Cemal Ersen

Cemal Ersen

cersen@milliyet.com.tr

Tüm Yazıları
Haberin Devamı

Bu sezon Trabzonspor’un skora en çok katkı yapan oyuncularını say deseniz; akla gelen ilk isimler Bakasetas ve Nwakaeme olur.
Göztepe deplasmanına bu önemli oyuncularından yoksun çıkan liderin ne yapacağı gerçekten ilginç bir test olacaktı. Öyle ya, ikisi de “çilingir” diye nitelendirilen, sıkışan oyunu açacak yeteneklerdi. Sağ bekin güvencesi Peres’in yokluğu ile sakatlıktan çıkan Hamsik’in ne katkı sağlayacağı sorusu da cabası.
Ama ne yaptı bu takım? Bir engeli daha kayıpsız aşarak, “Ben varım” dedi.
Sezona kötü başlayan ancak Kasımpaşa galibiyetiyle moral bulan Göztepe karşısında, oyuna özgüvenli başlayan bir Trabzonspor vardı. Bu iyi midir, kötü mü diye düşünmeden edemedim. Liderliğin verdiği gücü rakibe göstermek elbette önemlidir.
İlk yarıdaki tablo şöyle idi; ligin en ofansif ekibi Trabzonspor rakip kaleyi bulan tek şut atamadı. Sözlü sınava kaldırılmış, ama ezberi bozulmuş öğrenci gibiydi. Sorular çalışmadığı yerden geldi adeta.
Nwakaeme ve Bakasetas’ın yokluğu bir takımın psikolojisini bu kadar bozuyorsa, şampiyonluk maratonunda işinin kolay olduğu söylenemez. Uzun lig maratonu ders çalışmadan mutlu sonla bitmez. Göztepe sınavını geçmesi bonus gibi.
Trabzonspor önce kanatları kullanamadı, gol umudu Djaniny topa hasret kaldı. Orta alandaki boğuşmadan hücuma katkı sağlayacak paslar çıkmadı. Abdülkadir Ömür ve Berat’ın yükü ağırlaşırken, stres savunmanın yükünü artırdı.

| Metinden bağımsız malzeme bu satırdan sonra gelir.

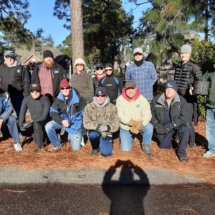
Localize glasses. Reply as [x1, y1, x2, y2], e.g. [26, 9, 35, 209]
[61, 87, 71, 90]
[105, 69, 112, 71]
[95, 95, 106, 97]
[96, 67, 103, 70]
[30, 90, 40, 93]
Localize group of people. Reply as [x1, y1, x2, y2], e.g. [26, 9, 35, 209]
[0, 44, 215, 163]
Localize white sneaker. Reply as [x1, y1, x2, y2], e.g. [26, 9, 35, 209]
[202, 151, 215, 158]
[14, 143, 22, 152]
[80, 137, 85, 146]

Göztepe ise bu bölümde üç net pozisyon yakaladı. Belki de forvetlerin son vuruş becerisinin körelmesinin etkisi vardı skor bulmasının önünde.
İkinci yarı başlarken Abdullah Avcı’dan hamle bekliyordum. Hocanın tercihi Yusuf-Siopis değişikliği oldu. Sonrasını tartışmam, alkışlarım. Attığı gole kadar etkisiz bulduğum Gervinho’yu oyunda tutması hocayı haklı çıkardı. Ömür’ün pasında hızını ve deneyimini doğru kullandı.

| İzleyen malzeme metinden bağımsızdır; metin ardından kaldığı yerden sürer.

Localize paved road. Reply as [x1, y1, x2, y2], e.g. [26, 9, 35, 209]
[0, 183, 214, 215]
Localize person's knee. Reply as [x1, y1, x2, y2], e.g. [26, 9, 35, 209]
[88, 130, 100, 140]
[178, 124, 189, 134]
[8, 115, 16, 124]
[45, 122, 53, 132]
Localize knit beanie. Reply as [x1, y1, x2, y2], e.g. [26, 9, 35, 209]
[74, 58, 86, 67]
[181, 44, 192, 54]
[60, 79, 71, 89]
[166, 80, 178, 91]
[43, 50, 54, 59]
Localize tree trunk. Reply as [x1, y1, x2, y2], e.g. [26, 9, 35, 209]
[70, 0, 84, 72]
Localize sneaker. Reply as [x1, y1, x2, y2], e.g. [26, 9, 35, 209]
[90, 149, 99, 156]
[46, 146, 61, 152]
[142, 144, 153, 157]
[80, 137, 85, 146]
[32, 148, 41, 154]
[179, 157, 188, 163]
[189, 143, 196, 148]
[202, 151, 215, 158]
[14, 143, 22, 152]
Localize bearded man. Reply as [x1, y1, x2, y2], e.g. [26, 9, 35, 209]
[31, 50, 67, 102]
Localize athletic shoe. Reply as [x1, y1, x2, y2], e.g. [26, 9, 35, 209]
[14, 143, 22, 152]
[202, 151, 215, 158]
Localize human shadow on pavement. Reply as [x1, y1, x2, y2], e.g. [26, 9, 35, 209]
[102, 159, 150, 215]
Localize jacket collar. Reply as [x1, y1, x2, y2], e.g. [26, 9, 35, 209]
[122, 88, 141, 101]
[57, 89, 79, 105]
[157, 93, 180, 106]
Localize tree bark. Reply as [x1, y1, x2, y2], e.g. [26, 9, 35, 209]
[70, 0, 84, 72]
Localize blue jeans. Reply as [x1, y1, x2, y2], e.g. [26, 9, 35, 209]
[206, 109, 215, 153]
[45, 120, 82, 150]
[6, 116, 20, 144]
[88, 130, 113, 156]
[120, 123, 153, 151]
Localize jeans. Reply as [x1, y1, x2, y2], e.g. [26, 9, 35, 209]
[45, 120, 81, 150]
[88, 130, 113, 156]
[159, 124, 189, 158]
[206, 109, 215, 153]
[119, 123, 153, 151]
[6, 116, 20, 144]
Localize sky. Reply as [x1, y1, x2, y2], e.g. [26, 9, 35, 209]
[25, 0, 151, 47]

İki takımın da konumları itibarıyla gergin bir maç oynamasını doğal karşılıyorum. Ligimiz, takımların gücünü tartıya koyacak aşamada değil. Dolayısıyla, kazanma içgüdüsü hem oyun planlarını bozabilir, hem istem dışı tepkilere yol açabilir. Önemli olan oyuncuların rakibe ve giydikleri formaya saygı göstermesi, direnç göstermesi.
Attığı golden sonra Trabzonspor’un öne geçmemiş gibi oyunu forse etmeye çabasını takdir ediyorum. Az geriye gitsek, skoru koruma içgüdüsü ile geriye yaslanan bir takım profili geliyor gözümün önüne. Son on dakika hariç tabii. Bu konuda da kendini geliştirmesi şart.

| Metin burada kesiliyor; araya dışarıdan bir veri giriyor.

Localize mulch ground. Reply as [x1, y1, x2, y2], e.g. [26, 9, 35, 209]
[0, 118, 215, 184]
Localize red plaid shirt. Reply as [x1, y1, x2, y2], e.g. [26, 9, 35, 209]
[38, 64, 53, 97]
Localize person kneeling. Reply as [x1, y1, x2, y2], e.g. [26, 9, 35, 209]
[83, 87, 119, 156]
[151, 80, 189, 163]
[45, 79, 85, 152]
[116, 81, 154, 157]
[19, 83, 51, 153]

Oyuncuların coşkusu, daha fazlasını isteme girişimi Göztepe’nin hızını kesmese de tehlikeleri azalttı. Bu bölümde takım savunması devreye girdi. Rakibin her şeyi denediği dakikalarda Trabzonspor’un direnci ayrı bir hikaye.
Uzatma dakikalarının macerası farklı yazılır sezon bittiğinde. Teslim olmama duygusu var. Trabzonspor’un sezon boyuncu kazanç hanesine yazacağı en büyük artısı bu olmalı. O duvarı kuranları saygı ile anacaklardır.
Tüm olumsuzluklara karşın Trabzonspor’un unvanını koruma gayretini takdir ediyorum. Her maç bir adım. Her galibiyet sağlam bir yürüyüş hikayesi. Sayfaları tek tek okumak gerek, hem de sindirerek.
Altını çizeyim; bu sıradan bir galibiyet değil. Şampiyonluk isteyen oyuncu grubunun duruşudur haneye yazılan üç puan! Tek tek oyuncu yazamam ama; Berat, Hugo, Ömür ve oyuna sonradan giren Siopis’e parantez açabilirim. Kimse “niye kulübede idim” sormuyorsa, rota bellidir!